Exit Strategy

While determing exit alternatives, it is targeted that the exit will take place in 5 years after overseeing the sustainability and profitability of the investment.

Identified exit goals are listed below;

  • Initial Public Offering:
    An initial public offering is one of the most preferred exit strategies in venture capital investments. When the company reaches the desired magnitude, profitability and performance, an initial public offering might be a very suitable option. SMEs shares may be offered to the public in the Emerging Companies Market (ECM) operating under Borsa Istanbul (BIST).

  • Sales to Strategic Partner:
    This is the most common procedure followed by a public offering. An appropriate partner, after considering the synergy that it shall obtain, can purchase the company adding a premium to the value of the company. This operation establishes a 100% exit for the investors and is a much easier and cheaper exit strategy when compared to a public offering. However, finding the right partner is not always possible. Explaining a company to a strategic partner is usually easier than having to persuade the whole market about the figures of a company. Finding a buyer in some countries can be especially hard. Finally, some companies tend not to opt for this option as they have the fear of losing the majority control of their company.

  • Sales to Financial Partner (to another Venture Capital Fund):
    Venture Capital Funds (VCFs) might desire to sell the company to another VCF or a financial institution. This can be particularly preferred in an environment where initial public offering is unavailable and in the case where no strategic partner is able to be found. It is more likely that the entrepreneur shall remain in the company. Besides, a financial partner can manage the company better and prepare it for the initial public offering.

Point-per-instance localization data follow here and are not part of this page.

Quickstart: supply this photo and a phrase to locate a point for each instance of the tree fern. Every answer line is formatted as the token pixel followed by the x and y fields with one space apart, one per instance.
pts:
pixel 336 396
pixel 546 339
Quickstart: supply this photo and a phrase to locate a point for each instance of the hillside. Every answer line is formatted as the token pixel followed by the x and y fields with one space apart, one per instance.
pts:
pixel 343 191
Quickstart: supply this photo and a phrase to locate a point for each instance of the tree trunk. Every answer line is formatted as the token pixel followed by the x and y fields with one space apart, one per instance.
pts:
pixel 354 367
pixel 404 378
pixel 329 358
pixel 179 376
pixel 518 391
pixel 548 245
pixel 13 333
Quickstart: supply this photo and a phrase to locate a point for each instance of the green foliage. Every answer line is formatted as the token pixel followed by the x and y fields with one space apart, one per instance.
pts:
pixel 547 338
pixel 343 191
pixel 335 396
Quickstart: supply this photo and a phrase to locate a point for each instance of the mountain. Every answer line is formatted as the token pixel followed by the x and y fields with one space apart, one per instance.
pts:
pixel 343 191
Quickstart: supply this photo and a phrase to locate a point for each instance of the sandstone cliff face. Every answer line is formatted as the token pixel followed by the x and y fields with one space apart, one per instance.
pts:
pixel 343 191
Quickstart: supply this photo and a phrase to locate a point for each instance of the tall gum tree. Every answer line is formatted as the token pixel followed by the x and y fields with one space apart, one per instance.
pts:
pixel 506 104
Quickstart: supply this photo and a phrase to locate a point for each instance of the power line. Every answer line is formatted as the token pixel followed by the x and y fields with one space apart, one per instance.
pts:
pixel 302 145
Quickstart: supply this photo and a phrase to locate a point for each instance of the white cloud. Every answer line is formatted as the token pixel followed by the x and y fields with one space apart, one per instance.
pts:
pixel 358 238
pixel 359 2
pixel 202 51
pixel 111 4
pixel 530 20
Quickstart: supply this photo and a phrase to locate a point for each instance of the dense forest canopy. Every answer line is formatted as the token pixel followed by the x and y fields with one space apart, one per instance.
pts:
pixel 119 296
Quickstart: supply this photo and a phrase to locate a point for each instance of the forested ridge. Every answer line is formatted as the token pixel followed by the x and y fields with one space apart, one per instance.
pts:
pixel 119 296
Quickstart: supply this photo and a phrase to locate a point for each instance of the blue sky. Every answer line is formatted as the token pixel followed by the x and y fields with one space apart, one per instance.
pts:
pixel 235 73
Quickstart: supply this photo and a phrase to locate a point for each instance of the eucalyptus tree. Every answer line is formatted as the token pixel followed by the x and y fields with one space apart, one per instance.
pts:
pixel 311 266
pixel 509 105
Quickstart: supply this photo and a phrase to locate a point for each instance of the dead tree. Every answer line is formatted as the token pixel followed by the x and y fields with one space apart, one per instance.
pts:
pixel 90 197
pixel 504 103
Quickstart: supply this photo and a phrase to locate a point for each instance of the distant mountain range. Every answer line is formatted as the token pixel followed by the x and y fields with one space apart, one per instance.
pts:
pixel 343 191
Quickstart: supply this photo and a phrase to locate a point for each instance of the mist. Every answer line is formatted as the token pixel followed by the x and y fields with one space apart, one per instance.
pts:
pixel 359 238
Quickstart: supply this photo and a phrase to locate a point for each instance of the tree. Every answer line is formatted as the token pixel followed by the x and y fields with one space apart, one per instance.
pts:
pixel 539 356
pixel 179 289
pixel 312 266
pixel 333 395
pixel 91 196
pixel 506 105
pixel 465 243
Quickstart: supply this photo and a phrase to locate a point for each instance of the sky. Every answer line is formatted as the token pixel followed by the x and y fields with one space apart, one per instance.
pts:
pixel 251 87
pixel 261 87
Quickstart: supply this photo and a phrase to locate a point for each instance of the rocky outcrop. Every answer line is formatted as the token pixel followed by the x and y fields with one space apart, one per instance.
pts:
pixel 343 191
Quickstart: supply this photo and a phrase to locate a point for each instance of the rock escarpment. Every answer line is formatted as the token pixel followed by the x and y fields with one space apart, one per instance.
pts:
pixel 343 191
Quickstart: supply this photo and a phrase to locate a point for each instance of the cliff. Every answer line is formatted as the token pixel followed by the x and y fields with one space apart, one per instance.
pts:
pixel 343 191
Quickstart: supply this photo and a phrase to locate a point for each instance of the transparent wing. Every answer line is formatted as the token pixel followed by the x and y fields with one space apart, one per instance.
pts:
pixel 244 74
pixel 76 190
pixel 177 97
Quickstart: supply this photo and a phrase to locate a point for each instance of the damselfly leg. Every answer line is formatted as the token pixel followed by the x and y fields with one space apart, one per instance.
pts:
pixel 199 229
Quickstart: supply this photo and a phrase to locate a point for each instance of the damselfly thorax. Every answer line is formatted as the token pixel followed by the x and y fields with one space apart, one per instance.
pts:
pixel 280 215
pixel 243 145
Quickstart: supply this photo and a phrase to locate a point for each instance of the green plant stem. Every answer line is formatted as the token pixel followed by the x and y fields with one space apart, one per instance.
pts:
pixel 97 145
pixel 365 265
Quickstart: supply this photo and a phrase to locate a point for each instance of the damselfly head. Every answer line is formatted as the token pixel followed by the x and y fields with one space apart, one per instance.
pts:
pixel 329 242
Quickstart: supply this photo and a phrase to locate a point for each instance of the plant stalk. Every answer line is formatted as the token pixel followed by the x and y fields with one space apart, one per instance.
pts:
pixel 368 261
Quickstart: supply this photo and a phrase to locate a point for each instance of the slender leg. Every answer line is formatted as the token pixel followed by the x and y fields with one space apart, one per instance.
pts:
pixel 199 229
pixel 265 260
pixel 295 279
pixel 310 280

However, in the case where the financial partner cannot achieve a synergy from the partnership they may desire to purchase the company with a lower price than the strategic partner. In addition, the financial partner's will to market/sell the company in the short term might not be found appropriate by the investors.

  • Resale to Company Partners :
    This exit strategy has priority for venture capital funds. Although this procedure is the lowest profitable one when compared to others, KOBI Venture Capital Investment Trust Incorporation, in line with its mission, aims to exit from the investment using this method. This is done at a point where it is believed that the project has reached a specific target. This exit procedure is named as the most difficult sales procedure in the sector. It is difficult because entrepreneurs find it hard to find the adequate financing necessary for the purchase while it is very troublesome to reach an agreement over the value of the company. In the sector, this exit procedure is considered as the sole option to take while exiting from a failed investment.